The first report discusses scientific perspectives on individuals drive to consume, presented at the conference "The Interdisciplinary Science of Consumption: Mechanisms of Allocating Resources Across Disciplines" at the University of Michigan in May 2010. Sponsored by Rackham Graduate School and the Department of Psychology at the University of Michigan, the conference included presentations on human, primate, and rodent models and spanned multiple domains of consumption, including reward seeking, delay discounting, food–sharing reciprocity, and the consumption and display of material possessions across the life span.
The next report comes from the one–day symposium by the Centre for Immunity, Infection, and Evolution (CIIE) entitled "Wild Immunology," held at the University of Edinburgh, UK in June 2011. Funded by the Wellcome Trust, the CIIE aims to connect evolutionary biology and ecology with research in immunology and infectious diseases in order to gain an interdisciplinary perspective on challenges to global health. The central question of the symposium was "Why should we try to understand infection and immunity in wild systems?" Specifically, presenters explored how the immune response operates in the wild and how multiple coinfections and commensalism affect immune responses and host health in these wild systems. The symposium brought together a broad program of speakers, ranging from laboratory immunologists to infectious disease ecologists, working on wild birds, feral animals, wild and laboratory rodents, and on questions ranging from the dynamics of coinfection to how commensal bacteria affect the development of the immune system.

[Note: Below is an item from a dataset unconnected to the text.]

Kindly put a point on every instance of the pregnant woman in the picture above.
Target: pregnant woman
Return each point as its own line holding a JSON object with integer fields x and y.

The final report discusses the work presented at "Advancing Drug Discovery for Schizophrenia," a conference sponsored by the New York Academy of Sciences and with support from the National Institute of Mental Health, the Life Technologies Foundation, and the Josiah Macy Jr. Foundation. The meeting, at the New York Academy of Sciences in March of 2011, included individual talks and panel discussions and highlighted basic, clinical, and translational research approaches, all of which contribute to the overarching goal of enhancing the pharmaceutical armamentarium for treating schizophrenia. The meeting report surveys work by the vanguard of schizophrenia research in such topics as genetic and epigenetic approaches, small molecule therapeutics, and the relationships between target genes, neuronal function, and symptoms of schizophrenia.